Current Version: v1.4.0
Contains the build files for https://hub.docker.com/r/tamulibraries/metadb/tags
The "master" branch of this repo will always contain the build files for the latest image, which is the latest stable release from MetaDB. Currently the image only supports MetaDB instances which are using FOLIO as the backend.
For feedback/reporting issues on anything within this repo (Dockerfile, run-metadb.sh script, minor changes to MetaDB source code with modify-code.sh), please use the 'Issues' feature of our Github repository. Please note that we are not the developers of MetaDB, so any issues for the underlying software should be submitted to the developer's Github repository.
It is recommended to run a single MetaDB instance for each FOLIO tenant. Any other configuration is unsupported.
- Postgres 15 (or later) Database
- For Postgres configuration, make sure
wal_level = logical, as well as the recommended configuration options from the MetaDB developer. - A backend user (BACKEND_PG_USER) and a database (BACKEND_PG_DATABASE) must already exist. It ia highly recommended to make the backend user the owner of the backend database.
- CPU usage on top peaks out around 4.00 during nightly maintenance jobs.
- At least 8GB of shared memory is required. 12-16GB is recommended.
- Initial disk usage is approximately 2x the size of the source database, so it is recommended to give the analytics database around 5x the disk size of the source database.
- For Postgres configuration, make sure
- Kafka Stack (recommended with Zookeeper)

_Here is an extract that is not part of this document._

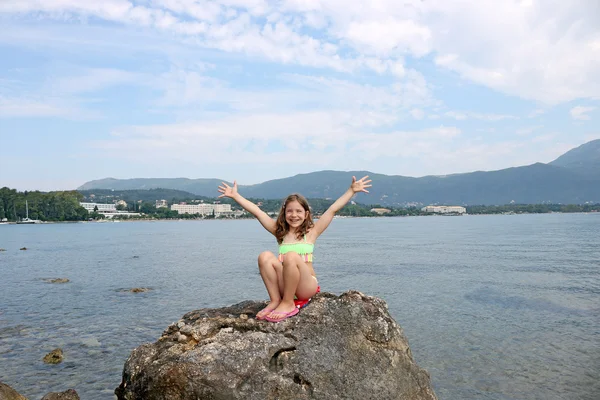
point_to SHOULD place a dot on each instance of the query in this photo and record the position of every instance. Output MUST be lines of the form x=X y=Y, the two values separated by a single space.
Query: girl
x=291 y=274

- Recommended persistent storage size for Kafka Brokers is 3x the size of the source database. This will be necessary during the initial sync.

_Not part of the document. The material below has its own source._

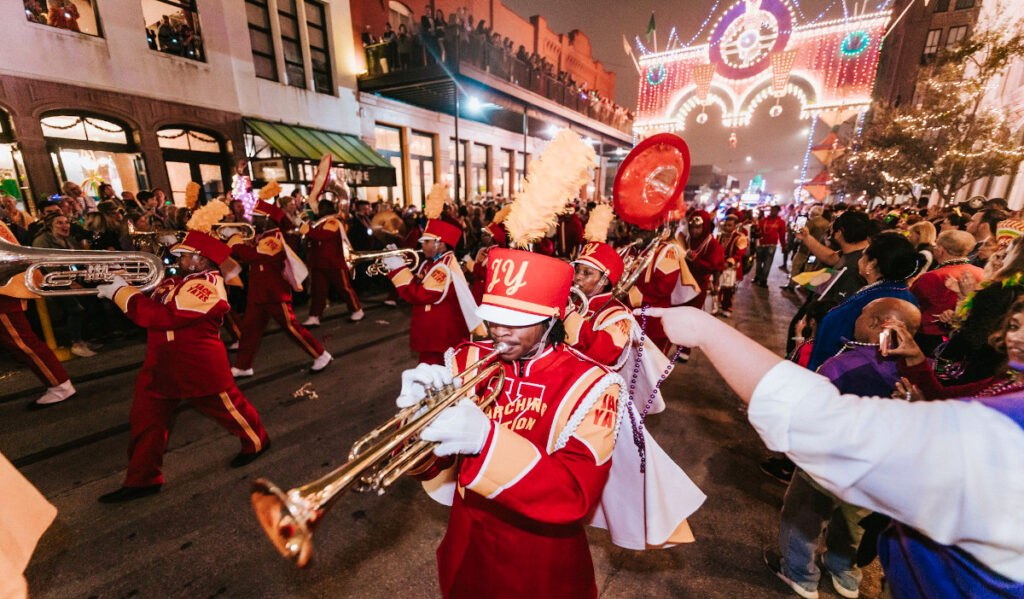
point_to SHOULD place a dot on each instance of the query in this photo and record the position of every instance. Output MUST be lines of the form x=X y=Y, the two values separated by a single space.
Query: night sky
x=774 y=145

- Make sure log retention is set very liberally. Most databases take at least 24 hours to sync with MetaDB, so it is recommended to set log retention to at least 48 hours and with a very high (or preferably non-existent) byte size limit. If you encounter issues with the initial sync not capturing all of your data, then this is most likely the issue.
- Recommended to have at least 8GB of memory allocated to each broker.
- Debezium Kafka Connector
- Proven to work on v2.7.3 and v3.0.0, will likely continue working as expected in future versions.
- See the JSON configuration template from the MetaDB developer.. IMPORTANT: the
"snapshot.mode": "exported"is obsolete. Replace it with"snapshot.mode": "initial". - Recommended to allocate at least 16GB of memory to this.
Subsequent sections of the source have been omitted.